Through public forums and media interviews, Dr Cullen has become the Canadian face of research that is determining how radiation from the 2011 Fukushima nuclear disaster travelled across the Pacific Ocean. He and his colleagues published their latest findings in the September 2017 issue of Environmental Science & Technology, and concluded that the radiation threat to the BC coast is negligible.
Following one of the strongest earthquakes ever recorded, the Fukushima disaster in Japan involved the largest unplanned release of radiation into the oceans. Tsunami waves reached BC within hours, and tsunami debris arrived throughout the years afterward, prompting prolonged fears about contaminated food and water.
To allay public health concerns, Dr Cullen started the Integrated Fukushima Ocean Radionuclide Monitoring (InFORM) network in 2014 to gather samples and report results as data became available. Scientists and health experts from Canada and the United States, and citizen scientists who live along the BC coast, participate in InFORM. The network will continue its monitoring efforts until 2019.

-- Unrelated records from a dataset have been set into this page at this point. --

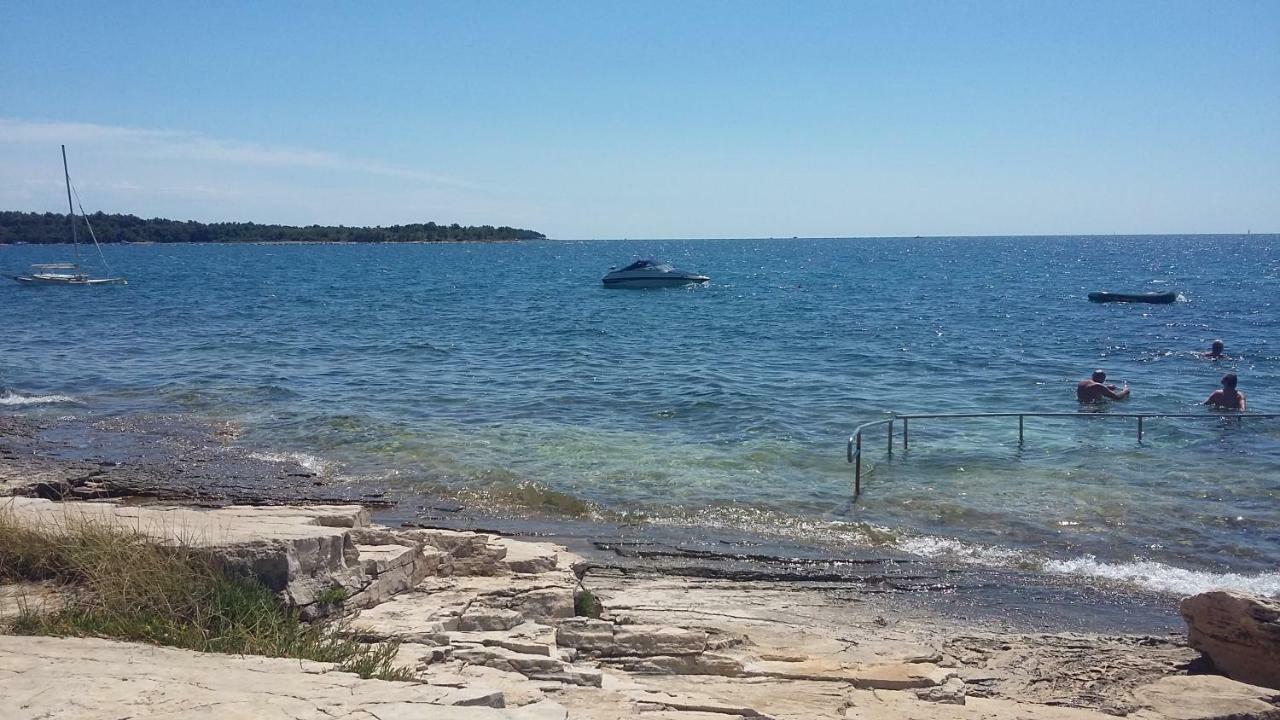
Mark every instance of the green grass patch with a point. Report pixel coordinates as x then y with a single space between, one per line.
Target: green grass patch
122 586
586 605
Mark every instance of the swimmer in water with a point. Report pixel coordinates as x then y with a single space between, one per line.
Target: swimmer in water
1215 351
1095 390
1228 397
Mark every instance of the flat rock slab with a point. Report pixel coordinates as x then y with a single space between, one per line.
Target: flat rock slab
1203 697
300 552
192 527
88 678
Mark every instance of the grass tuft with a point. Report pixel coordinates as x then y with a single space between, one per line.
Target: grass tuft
586 605
119 584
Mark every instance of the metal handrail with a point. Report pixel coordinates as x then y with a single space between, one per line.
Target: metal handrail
854 451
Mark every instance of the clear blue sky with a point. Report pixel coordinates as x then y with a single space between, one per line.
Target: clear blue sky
653 119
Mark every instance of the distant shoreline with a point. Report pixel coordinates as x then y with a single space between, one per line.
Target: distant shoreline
54 228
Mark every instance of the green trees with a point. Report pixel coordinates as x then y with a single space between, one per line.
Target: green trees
53 227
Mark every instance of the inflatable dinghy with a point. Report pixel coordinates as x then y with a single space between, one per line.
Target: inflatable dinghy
1153 297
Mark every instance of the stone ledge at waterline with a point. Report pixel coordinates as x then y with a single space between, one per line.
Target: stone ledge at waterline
485 625
1239 633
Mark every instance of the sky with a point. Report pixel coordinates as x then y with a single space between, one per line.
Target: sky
653 119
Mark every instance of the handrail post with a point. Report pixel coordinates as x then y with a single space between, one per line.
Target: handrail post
858 465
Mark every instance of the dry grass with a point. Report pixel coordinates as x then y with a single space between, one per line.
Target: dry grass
122 586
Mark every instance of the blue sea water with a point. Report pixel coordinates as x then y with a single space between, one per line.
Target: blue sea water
506 374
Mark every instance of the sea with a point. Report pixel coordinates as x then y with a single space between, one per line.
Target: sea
507 377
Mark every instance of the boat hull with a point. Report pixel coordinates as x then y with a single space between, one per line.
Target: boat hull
643 282
67 279
1150 297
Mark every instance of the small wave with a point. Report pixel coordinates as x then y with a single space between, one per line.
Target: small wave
1146 574
1165 578
14 399
928 546
309 461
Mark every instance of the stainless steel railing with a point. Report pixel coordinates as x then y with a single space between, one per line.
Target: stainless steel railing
854 451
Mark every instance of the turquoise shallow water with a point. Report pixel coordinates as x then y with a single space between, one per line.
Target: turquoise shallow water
506 374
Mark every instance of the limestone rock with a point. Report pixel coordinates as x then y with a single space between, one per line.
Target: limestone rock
97 679
1239 633
950 692
704 664
524 556
544 605
304 554
585 634
530 638
1201 697
656 639
534 666
471 554
480 618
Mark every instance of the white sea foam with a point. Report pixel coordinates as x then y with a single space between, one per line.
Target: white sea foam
311 463
13 399
929 546
1166 578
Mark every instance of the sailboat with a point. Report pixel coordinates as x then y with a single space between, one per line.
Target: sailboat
69 273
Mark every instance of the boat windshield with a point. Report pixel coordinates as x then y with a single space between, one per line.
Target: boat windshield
648 265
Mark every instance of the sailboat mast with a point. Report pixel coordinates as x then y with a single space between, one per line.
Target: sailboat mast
71 209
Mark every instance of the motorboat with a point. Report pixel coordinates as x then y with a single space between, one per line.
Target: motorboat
650 273
1152 297
71 273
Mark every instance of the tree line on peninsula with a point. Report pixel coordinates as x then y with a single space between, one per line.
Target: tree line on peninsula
39 228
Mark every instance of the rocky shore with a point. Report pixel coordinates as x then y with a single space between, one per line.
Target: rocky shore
492 628
497 627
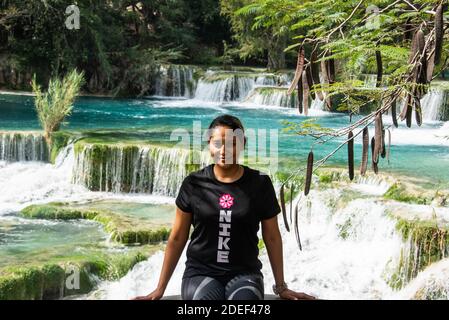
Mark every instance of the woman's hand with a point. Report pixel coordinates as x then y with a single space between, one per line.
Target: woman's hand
292 295
155 295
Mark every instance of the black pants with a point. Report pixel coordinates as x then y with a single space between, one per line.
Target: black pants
240 287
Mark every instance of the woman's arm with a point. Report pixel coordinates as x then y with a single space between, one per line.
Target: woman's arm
273 242
175 245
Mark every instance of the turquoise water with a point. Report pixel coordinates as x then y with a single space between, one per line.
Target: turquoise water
155 120
23 240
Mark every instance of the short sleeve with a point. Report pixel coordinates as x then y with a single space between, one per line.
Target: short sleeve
269 207
184 196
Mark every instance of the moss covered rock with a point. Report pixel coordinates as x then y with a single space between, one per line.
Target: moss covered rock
426 241
123 229
63 278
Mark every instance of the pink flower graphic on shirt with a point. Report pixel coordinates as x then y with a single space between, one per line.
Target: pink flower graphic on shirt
226 201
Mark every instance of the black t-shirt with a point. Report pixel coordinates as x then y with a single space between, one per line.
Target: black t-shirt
226 219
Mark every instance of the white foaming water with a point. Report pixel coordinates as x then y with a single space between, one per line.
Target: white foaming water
329 266
22 183
26 183
432 103
428 135
372 185
229 89
432 280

Not long after the first results were posted, the backlash started. A 2015 article in The Globe and Mail describes how Dr Cullen became the target of personal and vitriolic online attacks. His critics refused to believe the low radiation levels—either the science had to be wrong or he had an agenda.
“Initially it was just shocking how individuals who have never met you can have such an acute hate for you,” Dr Cullen laments. “I strive to be very diplomatic, and I think of myself as a relatively good communicator when it comes to science.” He says he has now learned that certain people will always have strong opinions, even in the absence of objective evidence.

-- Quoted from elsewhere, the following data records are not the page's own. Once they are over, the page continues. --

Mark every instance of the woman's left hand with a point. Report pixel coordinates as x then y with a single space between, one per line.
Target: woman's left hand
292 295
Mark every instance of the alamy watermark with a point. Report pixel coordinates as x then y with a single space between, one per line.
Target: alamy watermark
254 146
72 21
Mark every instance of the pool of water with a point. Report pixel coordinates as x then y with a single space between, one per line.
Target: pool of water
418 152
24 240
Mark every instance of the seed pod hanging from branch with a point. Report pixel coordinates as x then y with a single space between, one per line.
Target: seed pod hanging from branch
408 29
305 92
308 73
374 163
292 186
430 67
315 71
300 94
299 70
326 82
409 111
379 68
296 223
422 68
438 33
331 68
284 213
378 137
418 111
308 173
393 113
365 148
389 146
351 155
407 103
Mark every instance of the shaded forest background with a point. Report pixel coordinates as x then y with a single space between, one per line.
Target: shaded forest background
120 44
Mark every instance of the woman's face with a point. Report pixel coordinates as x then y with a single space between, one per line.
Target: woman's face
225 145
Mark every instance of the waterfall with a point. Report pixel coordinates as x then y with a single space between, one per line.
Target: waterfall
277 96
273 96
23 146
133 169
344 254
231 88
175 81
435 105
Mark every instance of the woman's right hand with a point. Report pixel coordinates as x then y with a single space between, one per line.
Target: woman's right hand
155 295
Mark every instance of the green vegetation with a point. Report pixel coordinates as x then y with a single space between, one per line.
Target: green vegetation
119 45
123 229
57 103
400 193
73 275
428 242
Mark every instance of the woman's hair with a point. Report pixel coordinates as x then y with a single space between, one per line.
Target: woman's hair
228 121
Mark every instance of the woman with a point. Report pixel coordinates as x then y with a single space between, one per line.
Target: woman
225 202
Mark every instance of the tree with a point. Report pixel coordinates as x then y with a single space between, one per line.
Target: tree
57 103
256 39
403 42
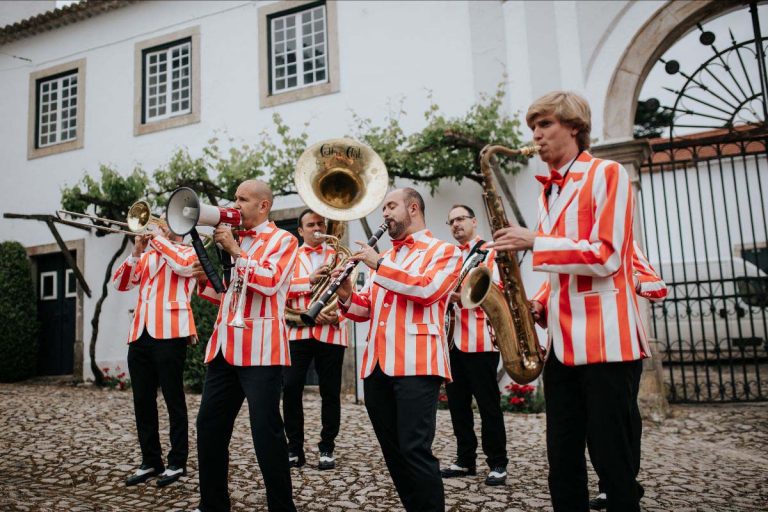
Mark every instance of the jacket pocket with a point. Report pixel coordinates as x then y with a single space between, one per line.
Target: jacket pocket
423 329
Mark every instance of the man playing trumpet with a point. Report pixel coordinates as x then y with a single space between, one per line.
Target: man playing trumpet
157 346
406 360
324 343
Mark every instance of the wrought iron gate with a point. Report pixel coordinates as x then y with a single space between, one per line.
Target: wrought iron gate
704 210
703 200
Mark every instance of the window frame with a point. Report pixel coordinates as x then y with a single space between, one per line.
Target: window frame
142 125
43 276
267 13
36 79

Scientists researching contentious subjects often become the focus of hate campaigns. A notable example is Dr Michael Mann, a climatologist at Pennsylvania State University. He had published the famed hockey stick graph showing rapidly rising global temperatures during the twentieth century that likely reflected the rise in human-made greenhouse gas emissions. According to The Guardian in 2012, Dr Mann had faced sustained harassment by climate change skeptics.
Despite such hostilities, scientists like Dr Cullen are compelled to continue with their work. “For every bad comment you get,” he says of his own experience, “there’s probably hundreds or thousands of people who appreciate the efforts of our whole team and respect the work that’s been done, and use the information as it was intended.”
A March 2018 study published in the Canadian Journal of Chemistry by a different research group confirms Dr Cullen’s findings of negligible radiation on the BC coast.